Wednesday 11 November 2015

Bad news on the economy and Tax Credit cuts will make it worse.

The Scottish economy is slowing and cuts to tax credits for low paid workers won't help.

Strathclyde University’s Fraser of Allander Institute has published its latest commentary. It shows that the Scottish economy had slowed both in absolute terms and relative to the UK. The divergence with the UK has occurred even though expansion in the UK as a whole was slowing significantly.

Editor, Brian Ashcroft, also urged Chancellor George Osborne to think again about his planned £4.4 billion per annum of cuts in tax credits. He highlighted the impact on domestic demand and UK economic growth. He said: “The overall plan is to take £12 billion out of the economy, which is quite large. Tax credits are quite a large component of that. You are taking money away from individuals who would spend that money, whereas other people with more money would save more of it. There is a direct impact on spending that is going to affect demand in the economy.”

This supports the message of UNISON General Secretary Dave Prentis on tax credits, he said: “Mums and dads – who are already walking a financial tightrope because money is so tight – have been having sleepless nights at the thought of losing as much as £50 a week next April. Working families will now hope the government re-thinks its heartless decision to snatch so much away from so many.”

This is because Tax Credit cuts cannot be balanced simply by raising wages. Tax Credits were introduced to support working families by recognising the extra expenses of raising a family, a role businesses cannot be expected to fill, and are paid to households rather than to individual workers.
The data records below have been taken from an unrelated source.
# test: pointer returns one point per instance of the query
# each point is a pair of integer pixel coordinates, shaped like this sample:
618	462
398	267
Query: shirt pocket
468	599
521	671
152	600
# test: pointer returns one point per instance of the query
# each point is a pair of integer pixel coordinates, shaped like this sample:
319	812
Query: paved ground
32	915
The Allander analysis has been reinforced by today's labour market statistics. As the STUC commentary says:

This was another disappointing set of statistics which confirms the swift reversal in Scotland’s labour market recovery. Over seven and a half years since the recession took hold, Scotland’s unemployment rate is still precisely 50% higher than its pre-recession trough. While all age employment has seen a very small increase over the year, growth is now basically stagnant. If jobs cannot be found for people returning to the labour market then unemployment is unlikely to fall over the coming year. The prolonged period when women benefitted disproportionately from the labour market recovery has now ended with women accounting for most of the rise in unemployment. The small increase in total all age employment also disguises a significant fall in employment for women."
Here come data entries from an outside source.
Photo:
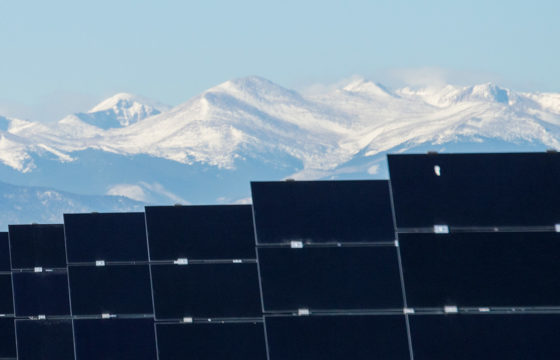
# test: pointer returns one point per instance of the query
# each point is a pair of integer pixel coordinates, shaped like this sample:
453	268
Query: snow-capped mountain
27	204
208	148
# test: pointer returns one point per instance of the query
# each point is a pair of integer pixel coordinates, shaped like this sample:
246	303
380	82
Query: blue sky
62	56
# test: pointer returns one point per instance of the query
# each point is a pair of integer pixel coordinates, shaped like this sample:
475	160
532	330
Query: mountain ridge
208	148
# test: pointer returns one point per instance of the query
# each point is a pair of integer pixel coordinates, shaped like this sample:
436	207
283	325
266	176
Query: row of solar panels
361	337
324	249
464	269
And there is little good news on wages. As this TUC chart shows, today’s Average Weekly Earnings figures show what is beginning to looks very like a pause in the recent improvements. This is reason to worry that stalling earnings may again act to stifle household demand.

The Chancellor's Autumn Statement on 25 November will be an important indicator of what action he will take to support the economy. The Scottish Government will then publish its spending plans for next year. Action on jobs and wages should be their priority.